In rehab, there at the same time as me, there where were university professors, attorneys, young and old. The youngest was 18 and the oldest was 82, I felt like one of the lucky ones, if there is such a thing. A lot of the people did not have a choice to come. They were court ordered because of DUI or other things. There were people addicted to alcohol; all kinds of drugs like cocaine, heroin and a lot were prescriptions. There were young mothers addicted to drugs that had had their children taken away. There were people that this was their first time in rehab, and there were some this was their fourth time.
Addictions are hard to overcome. I learned that you have to be HOW (honest, open and willing) to change. I drink because I am HALT (hungry, angry, lonely or tired), and RID (restless, irritable and discontented). I found out that I am not alone! All the people that I met at rehab and at AA meetings have the same stories and experiences. The 12 steps are based upon looking to a higher power to help when I am feeling these things.
The first step is admitting that I have a problem. I know that I can’t and shouldn’t drink. I know that I am powerless over alcohol and that my life has become unmanageable. I need to go to AA meetings, examine my faults, give up all my offences to God and find a person to tell all of my deepest secrets. It is not an easy journey, it will take work! I have always believed in a higher power, which is God to me. I need to learn to pray and accept what life is for me and be happy with what I have. I have been blessed with a loving husband and son, a beautiful home and a lot of other things. None of those things mattered when I was drinking.
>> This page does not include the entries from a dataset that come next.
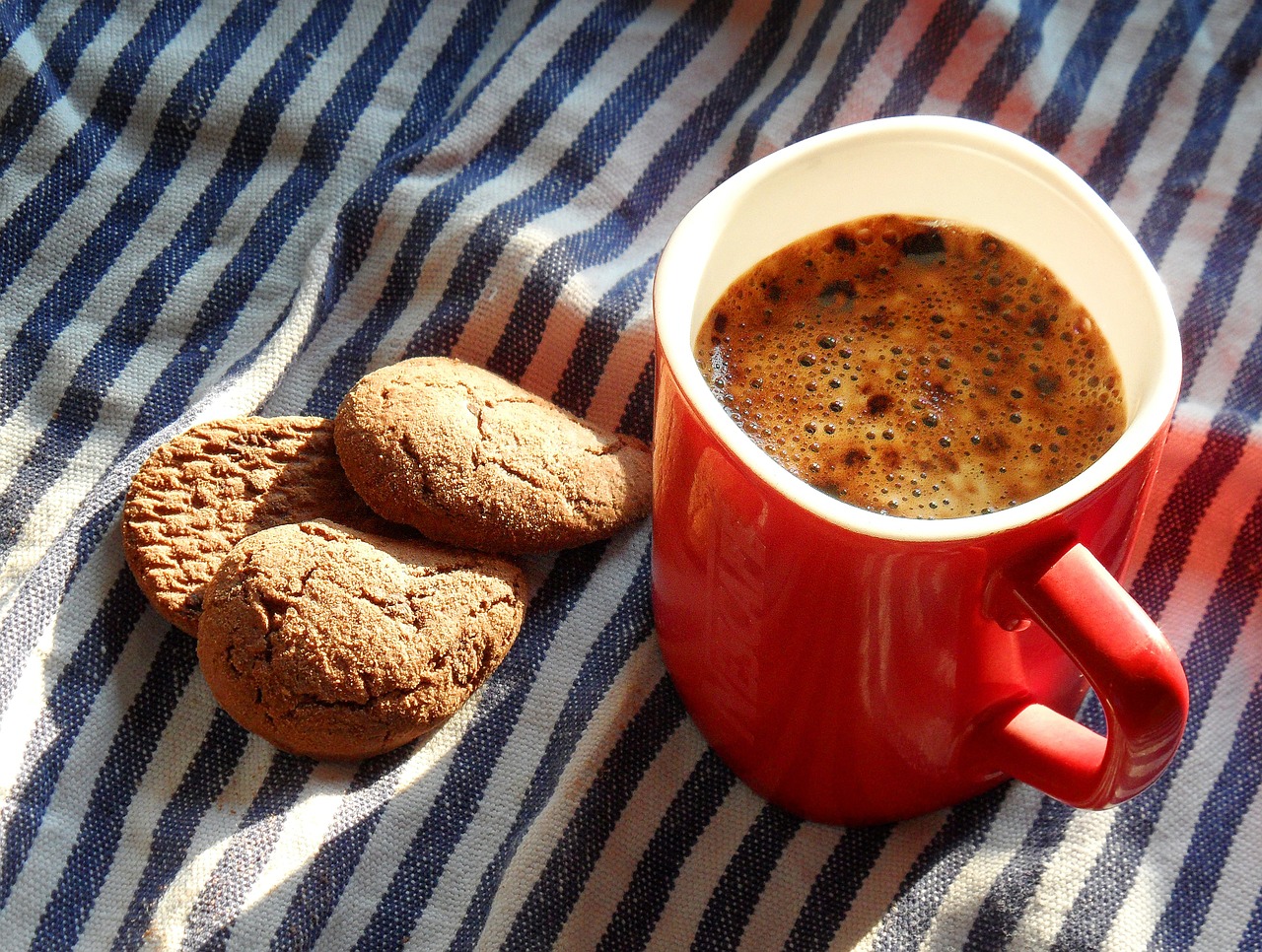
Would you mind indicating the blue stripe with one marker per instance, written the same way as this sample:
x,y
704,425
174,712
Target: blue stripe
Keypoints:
x,y
1078,73
1252,937
1009,62
629,627
638,415
68,704
870,28
611,236
558,77
575,170
125,764
597,338
1197,486
176,125
654,878
1190,166
1011,890
47,85
316,898
357,221
1234,793
81,404
803,61
1225,264
1144,95
936,869
210,920
927,58
75,164
541,917
462,788
836,887
1217,635
727,913
203,782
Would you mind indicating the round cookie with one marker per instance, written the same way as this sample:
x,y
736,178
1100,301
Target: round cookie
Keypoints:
x,y
205,491
472,459
339,645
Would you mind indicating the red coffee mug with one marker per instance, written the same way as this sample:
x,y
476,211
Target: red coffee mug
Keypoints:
x,y
857,667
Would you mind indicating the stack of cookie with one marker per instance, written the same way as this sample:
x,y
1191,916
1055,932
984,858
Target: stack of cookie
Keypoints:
x,y
350,581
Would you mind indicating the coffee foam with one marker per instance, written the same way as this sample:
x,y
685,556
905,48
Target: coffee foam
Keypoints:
x,y
916,369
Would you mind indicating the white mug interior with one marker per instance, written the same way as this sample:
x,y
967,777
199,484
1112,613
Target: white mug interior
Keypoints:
x,y
938,168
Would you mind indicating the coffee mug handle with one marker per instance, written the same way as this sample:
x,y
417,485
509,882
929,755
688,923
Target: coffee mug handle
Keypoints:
x,y
1136,675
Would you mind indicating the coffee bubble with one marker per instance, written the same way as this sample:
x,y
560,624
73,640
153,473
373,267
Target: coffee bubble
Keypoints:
x,y
895,333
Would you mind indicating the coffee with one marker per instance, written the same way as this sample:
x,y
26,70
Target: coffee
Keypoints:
x,y
922,369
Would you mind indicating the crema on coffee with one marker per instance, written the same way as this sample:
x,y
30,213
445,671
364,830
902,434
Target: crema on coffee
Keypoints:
x,y
920,369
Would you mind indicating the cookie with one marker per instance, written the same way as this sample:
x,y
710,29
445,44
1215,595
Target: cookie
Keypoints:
x,y
341,645
205,491
468,458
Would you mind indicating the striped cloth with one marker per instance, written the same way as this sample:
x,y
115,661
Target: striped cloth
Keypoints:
x,y
211,210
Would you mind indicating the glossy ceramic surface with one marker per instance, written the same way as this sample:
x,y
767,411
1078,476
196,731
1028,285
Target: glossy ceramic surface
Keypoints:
x,y
857,667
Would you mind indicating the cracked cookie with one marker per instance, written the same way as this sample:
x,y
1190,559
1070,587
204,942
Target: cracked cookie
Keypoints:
x,y
468,458
212,486
341,645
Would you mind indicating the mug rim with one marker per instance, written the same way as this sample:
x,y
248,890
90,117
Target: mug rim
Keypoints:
x,y
676,346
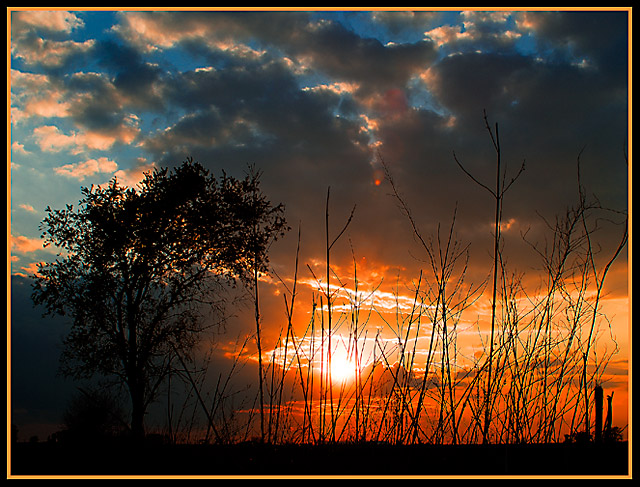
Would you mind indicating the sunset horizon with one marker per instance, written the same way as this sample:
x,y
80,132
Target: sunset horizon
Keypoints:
x,y
456,263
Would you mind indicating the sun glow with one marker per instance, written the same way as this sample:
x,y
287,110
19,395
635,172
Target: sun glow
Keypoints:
x,y
343,367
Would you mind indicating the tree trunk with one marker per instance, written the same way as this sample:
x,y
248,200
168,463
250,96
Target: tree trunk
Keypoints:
x,y
137,412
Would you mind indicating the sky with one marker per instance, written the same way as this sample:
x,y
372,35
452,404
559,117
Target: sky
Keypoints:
x,y
316,100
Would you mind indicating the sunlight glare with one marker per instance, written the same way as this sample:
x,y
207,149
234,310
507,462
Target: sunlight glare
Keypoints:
x,y
343,368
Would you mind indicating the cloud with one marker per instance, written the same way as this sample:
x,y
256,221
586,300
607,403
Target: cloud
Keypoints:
x,y
48,20
24,245
132,176
82,170
27,208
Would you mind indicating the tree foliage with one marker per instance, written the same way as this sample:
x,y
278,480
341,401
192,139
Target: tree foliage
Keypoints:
x,y
137,267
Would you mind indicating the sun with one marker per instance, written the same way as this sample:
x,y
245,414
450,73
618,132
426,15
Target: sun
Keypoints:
x,y
343,369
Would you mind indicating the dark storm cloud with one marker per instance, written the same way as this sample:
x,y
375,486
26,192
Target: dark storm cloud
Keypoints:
x,y
601,37
133,77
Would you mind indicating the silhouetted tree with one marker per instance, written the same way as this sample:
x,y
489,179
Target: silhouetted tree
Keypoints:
x,y
139,267
93,415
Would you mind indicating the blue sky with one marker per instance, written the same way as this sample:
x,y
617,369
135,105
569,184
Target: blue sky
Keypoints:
x,y
314,99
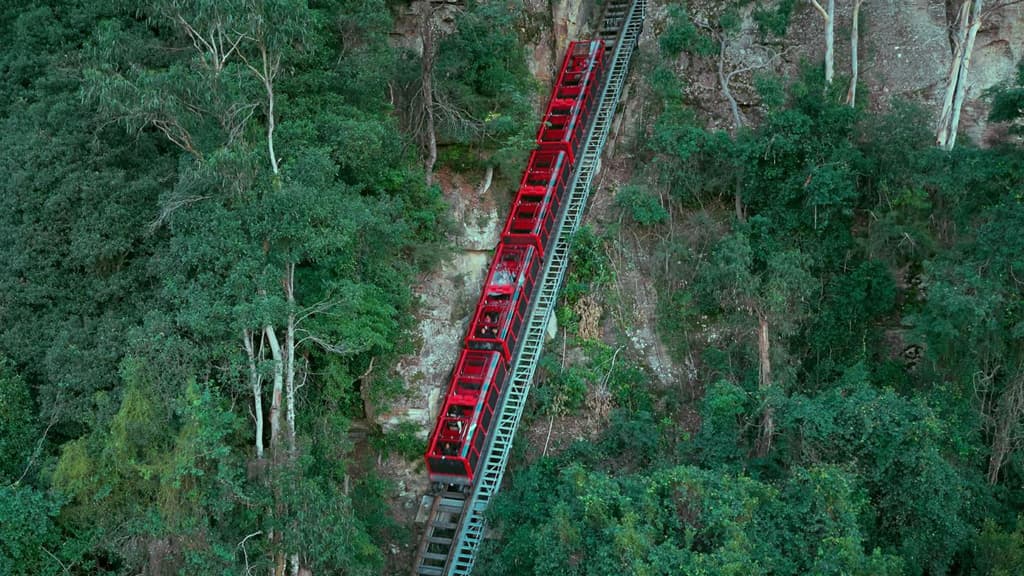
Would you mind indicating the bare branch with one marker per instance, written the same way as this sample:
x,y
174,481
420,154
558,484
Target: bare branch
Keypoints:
x,y
820,9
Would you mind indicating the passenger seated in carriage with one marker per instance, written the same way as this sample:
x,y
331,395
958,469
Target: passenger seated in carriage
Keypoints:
x,y
503,276
488,328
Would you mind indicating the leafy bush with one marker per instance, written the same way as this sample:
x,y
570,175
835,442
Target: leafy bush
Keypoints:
x,y
643,207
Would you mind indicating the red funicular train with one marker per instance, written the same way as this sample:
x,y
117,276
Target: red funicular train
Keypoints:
x,y
479,377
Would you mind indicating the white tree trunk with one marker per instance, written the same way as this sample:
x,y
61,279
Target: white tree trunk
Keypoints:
x,y
764,356
279,384
962,81
828,15
290,359
428,93
256,382
767,432
269,71
955,69
851,94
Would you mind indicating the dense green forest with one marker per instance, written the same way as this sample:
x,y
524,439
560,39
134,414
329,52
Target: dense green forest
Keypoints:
x,y
214,215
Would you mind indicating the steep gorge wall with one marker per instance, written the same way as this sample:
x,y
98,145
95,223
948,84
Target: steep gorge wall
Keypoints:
x,y
449,295
905,53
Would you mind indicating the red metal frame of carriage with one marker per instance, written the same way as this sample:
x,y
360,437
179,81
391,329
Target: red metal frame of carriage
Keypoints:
x,y
460,437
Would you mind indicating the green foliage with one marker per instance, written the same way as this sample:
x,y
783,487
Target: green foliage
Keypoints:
x,y
1008,101
28,532
482,82
18,425
590,264
403,440
643,207
998,552
774,19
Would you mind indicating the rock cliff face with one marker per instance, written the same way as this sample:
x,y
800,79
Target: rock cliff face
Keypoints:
x,y
905,53
448,296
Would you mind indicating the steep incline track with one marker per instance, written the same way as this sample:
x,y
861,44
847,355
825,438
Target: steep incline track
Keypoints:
x,y
456,526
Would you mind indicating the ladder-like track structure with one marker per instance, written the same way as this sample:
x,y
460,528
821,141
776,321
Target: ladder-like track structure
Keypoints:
x,y
456,526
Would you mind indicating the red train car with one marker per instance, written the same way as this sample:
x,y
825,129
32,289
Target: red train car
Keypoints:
x,y
503,306
568,110
538,201
459,437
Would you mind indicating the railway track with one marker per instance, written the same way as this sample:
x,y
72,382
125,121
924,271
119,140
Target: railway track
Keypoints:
x,y
456,524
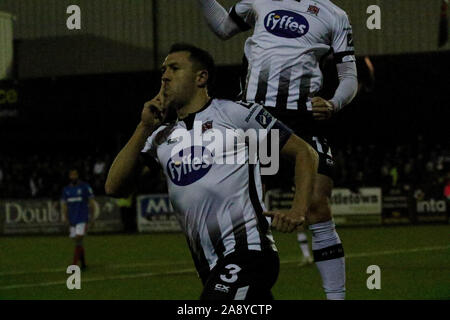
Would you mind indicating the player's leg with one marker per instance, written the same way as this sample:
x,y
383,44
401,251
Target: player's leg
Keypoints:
x,y
79,248
247,276
73,235
302,240
326,244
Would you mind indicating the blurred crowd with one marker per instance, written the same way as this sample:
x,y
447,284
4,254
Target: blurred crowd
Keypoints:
x,y
421,165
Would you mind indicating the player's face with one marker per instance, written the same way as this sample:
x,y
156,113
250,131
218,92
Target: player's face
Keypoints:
x,y
178,79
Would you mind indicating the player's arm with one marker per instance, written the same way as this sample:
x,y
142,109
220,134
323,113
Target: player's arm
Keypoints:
x,y
344,57
128,164
225,25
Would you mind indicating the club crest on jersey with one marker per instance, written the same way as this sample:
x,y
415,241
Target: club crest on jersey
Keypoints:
x,y
313,9
286,24
206,126
189,165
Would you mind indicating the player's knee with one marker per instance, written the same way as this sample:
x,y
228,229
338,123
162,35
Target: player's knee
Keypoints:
x,y
320,211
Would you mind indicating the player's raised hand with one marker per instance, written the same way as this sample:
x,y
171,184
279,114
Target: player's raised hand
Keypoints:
x,y
154,111
322,109
286,220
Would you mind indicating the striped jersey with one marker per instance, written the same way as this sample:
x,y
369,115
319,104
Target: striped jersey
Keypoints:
x,y
218,202
77,199
290,38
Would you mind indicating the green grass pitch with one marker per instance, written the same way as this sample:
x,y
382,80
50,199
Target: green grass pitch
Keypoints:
x,y
414,263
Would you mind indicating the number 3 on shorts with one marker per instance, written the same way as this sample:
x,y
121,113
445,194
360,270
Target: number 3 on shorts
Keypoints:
x,y
232,273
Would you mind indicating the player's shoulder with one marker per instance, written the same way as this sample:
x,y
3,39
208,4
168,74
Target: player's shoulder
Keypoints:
x,y
232,108
226,104
338,12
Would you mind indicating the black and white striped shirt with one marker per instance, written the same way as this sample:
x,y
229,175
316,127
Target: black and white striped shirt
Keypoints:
x,y
290,38
219,204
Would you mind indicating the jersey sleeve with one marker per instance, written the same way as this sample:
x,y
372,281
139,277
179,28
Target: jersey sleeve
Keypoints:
x,y
148,153
342,39
247,116
243,14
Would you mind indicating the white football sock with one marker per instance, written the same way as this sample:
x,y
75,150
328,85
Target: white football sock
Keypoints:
x,y
329,258
303,243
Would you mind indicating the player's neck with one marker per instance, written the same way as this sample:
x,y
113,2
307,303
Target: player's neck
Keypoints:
x,y
196,103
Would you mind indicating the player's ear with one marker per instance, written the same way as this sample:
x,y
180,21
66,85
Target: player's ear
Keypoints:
x,y
202,78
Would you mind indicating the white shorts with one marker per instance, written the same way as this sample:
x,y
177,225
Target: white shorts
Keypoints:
x,y
80,229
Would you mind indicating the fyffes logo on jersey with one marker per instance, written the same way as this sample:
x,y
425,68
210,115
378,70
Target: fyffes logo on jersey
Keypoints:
x,y
286,24
189,165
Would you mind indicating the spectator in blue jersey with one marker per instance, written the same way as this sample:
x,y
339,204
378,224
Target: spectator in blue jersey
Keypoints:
x,y
77,205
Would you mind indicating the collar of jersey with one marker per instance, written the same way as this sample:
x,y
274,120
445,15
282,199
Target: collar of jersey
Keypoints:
x,y
189,120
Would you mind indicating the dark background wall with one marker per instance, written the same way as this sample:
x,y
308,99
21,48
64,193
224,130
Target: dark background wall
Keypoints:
x,y
99,112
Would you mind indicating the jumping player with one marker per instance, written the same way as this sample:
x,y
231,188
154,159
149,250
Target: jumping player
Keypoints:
x,y
283,55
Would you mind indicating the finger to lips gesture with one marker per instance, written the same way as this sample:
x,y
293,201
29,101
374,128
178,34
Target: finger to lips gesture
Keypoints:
x,y
153,111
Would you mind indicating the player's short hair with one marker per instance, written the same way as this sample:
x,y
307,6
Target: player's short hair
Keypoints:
x,y
201,59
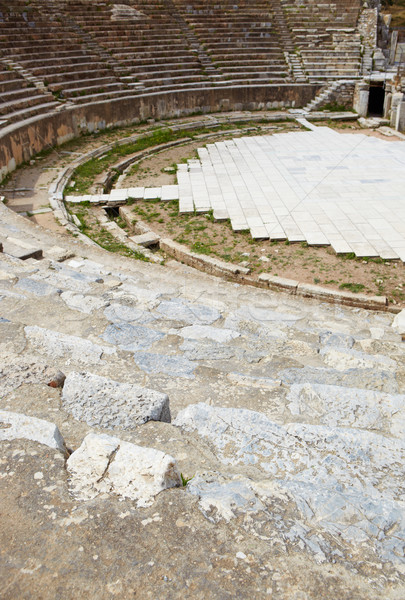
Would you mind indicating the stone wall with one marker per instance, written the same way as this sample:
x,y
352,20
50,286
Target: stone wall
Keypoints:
x,y
21,141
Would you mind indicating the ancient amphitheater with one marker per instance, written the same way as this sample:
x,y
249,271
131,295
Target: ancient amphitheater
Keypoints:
x,y
180,418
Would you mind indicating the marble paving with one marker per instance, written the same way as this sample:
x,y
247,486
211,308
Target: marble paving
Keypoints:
x,y
319,186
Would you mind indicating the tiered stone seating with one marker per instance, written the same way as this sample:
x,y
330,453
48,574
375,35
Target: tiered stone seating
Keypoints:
x,y
145,41
241,39
288,415
326,37
20,99
43,43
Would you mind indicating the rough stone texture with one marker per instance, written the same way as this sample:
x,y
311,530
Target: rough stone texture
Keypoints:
x,y
336,406
398,323
101,401
198,332
131,337
38,288
326,523
342,480
61,345
129,314
329,338
85,304
105,464
175,366
14,426
186,312
16,371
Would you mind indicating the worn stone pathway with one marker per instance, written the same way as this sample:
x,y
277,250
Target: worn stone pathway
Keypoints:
x,y
288,416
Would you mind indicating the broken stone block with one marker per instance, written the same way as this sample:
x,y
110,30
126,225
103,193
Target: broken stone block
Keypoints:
x,y
62,345
101,401
58,254
57,380
146,239
14,426
398,323
105,464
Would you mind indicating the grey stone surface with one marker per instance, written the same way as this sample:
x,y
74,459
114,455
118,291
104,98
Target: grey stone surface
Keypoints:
x,y
108,465
343,359
329,338
175,366
107,403
131,337
38,288
129,314
201,332
199,351
85,304
380,380
337,406
16,426
341,479
186,312
256,183
61,345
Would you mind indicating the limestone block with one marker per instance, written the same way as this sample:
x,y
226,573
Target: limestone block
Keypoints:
x,y
398,323
57,253
101,401
340,478
60,345
84,304
105,464
146,239
198,332
14,426
400,117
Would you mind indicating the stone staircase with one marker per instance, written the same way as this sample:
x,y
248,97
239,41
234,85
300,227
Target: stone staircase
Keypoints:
x,y
323,97
288,415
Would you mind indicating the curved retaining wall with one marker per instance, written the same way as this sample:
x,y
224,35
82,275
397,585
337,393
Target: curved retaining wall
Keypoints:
x,y
21,141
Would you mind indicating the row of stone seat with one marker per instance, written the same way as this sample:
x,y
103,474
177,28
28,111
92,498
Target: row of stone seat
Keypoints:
x,y
32,39
326,37
116,50
20,99
241,39
150,48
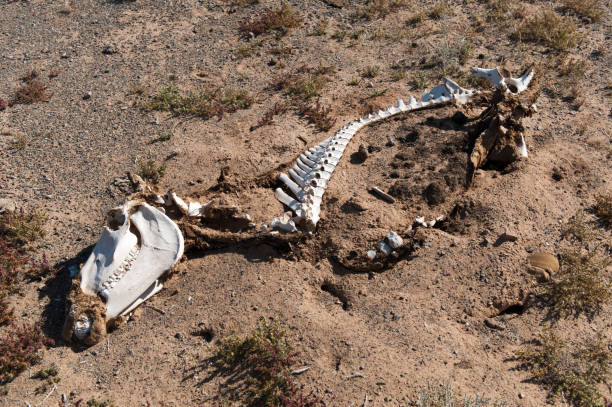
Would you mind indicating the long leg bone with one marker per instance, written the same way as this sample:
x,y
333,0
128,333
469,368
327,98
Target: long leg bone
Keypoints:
x,y
308,179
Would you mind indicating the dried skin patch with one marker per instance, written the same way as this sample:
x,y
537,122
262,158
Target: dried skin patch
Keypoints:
x,y
84,310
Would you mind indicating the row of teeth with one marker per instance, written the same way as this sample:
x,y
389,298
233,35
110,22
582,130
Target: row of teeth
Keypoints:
x,y
308,178
121,271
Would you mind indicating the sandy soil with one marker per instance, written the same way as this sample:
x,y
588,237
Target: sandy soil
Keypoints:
x,y
419,319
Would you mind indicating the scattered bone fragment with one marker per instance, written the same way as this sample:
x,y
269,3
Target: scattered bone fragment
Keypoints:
x,y
371,254
542,265
382,195
384,248
394,240
284,223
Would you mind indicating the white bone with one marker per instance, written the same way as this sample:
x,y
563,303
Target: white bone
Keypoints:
x,y
492,75
287,200
123,266
295,189
284,223
523,147
314,168
521,83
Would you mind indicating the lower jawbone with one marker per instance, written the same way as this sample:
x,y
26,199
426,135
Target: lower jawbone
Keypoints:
x,y
139,244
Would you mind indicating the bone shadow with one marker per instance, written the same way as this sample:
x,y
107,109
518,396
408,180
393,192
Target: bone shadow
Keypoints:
x,y
56,289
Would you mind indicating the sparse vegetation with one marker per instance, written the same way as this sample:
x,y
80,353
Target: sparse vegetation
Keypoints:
x,y
19,349
97,403
203,103
305,83
549,28
162,137
150,171
571,370
581,286
592,10
20,228
442,395
371,71
17,231
375,9
440,10
576,228
266,356
281,20
603,208
50,376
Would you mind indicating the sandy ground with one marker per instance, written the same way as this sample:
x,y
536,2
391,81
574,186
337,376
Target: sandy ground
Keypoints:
x,y
420,320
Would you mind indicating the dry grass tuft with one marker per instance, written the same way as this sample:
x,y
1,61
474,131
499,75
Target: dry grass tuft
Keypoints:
x,y
150,171
592,10
549,28
281,20
439,10
20,228
581,285
203,103
266,357
19,349
571,371
375,9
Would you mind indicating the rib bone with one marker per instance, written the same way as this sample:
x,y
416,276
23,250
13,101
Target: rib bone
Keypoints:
x,y
308,179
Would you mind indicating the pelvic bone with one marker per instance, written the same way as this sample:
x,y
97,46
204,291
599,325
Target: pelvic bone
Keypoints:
x,y
308,178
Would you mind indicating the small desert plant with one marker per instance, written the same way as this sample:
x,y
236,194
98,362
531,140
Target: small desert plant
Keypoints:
x,y
371,71
162,137
603,208
98,403
267,356
317,114
442,395
149,170
19,228
420,80
571,370
19,350
203,103
439,10
590,9
549,28
580,286
375,9
305,83
281,20
47,373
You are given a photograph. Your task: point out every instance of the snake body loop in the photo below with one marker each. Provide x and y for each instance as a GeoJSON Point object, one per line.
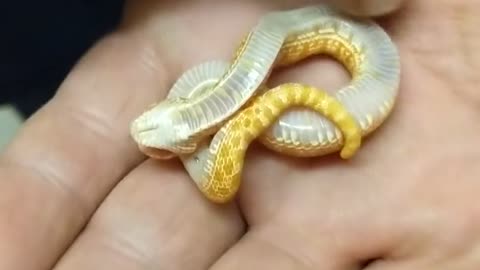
{"type": "Point", "coordinates": [219, 96]}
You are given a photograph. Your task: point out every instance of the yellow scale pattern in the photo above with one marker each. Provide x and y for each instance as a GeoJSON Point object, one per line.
{"type": "Point", "coordinates": [224, 167]}
{"type": "Point", "coordinates": [231, 142]}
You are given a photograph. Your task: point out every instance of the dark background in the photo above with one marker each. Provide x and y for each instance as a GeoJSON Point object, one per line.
{"type": "Point", "coordinates": [40, 41]}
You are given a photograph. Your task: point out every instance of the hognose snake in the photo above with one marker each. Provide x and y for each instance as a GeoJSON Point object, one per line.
{"type": "Point", "coordinates": [231, 102]}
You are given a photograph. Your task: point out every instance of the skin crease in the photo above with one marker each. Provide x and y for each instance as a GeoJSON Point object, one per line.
{"type": "Point", "coordinates": [75, 193]}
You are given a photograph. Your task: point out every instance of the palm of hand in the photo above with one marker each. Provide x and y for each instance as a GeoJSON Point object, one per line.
{"type": "Point", "coordinates": [398, 200]}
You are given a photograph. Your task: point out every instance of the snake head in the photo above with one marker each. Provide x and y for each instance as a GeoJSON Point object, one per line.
{"type": "Point", "coordinates": [159, 134]}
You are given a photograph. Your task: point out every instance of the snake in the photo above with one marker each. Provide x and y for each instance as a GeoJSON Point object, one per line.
{"type": "Point", "coordinates": [217, 108]}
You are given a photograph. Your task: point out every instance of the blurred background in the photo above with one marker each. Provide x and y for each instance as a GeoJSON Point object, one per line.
{"type": "Point", "coordinates": [41, 41]}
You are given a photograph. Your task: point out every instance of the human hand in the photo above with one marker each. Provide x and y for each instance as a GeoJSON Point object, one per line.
{"type": "Point", "coordinates": [76, 190]}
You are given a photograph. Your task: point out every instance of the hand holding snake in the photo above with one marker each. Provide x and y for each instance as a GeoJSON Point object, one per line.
{"type": "Point", "coordinates": [196, 107]}
{"type": "Point", "coordinates": [76, 193]}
I may have seemed happy on the outside, but I have been very unhappy and very insecure. A lot of addicts are that way. I need to find out how to give up all my worries to a higher power. If I look back on my life, I know I have had a problem with alcohol all my life.
My first drink was when I was 10 years old. I remember a summer that we went to visit relatives, can’t remember all the details, but there was moonshine. I drank it and got drunk. I know that having that experience turned on something in my body that craves alcohol. I am not happy with one beer or drink. I want to drink to get drunk. I was always with an excuse as to why I was drinking. I had a list of excuses to drink. I learned that they are excuses. God has given me so many chances. He has been looking over me for all my life! It is hard for others that aren’t addicted to understand. My husband would say, “Just stop drinking!” I tried, but could not on my own. The last few weeks before I went to rehab I was drinking all the time, sometimes all day. I never want to go back to that again. I know that if I take that first drink I will be right back into it all over again.
So far so good, but it is a daily battle. One day at a time!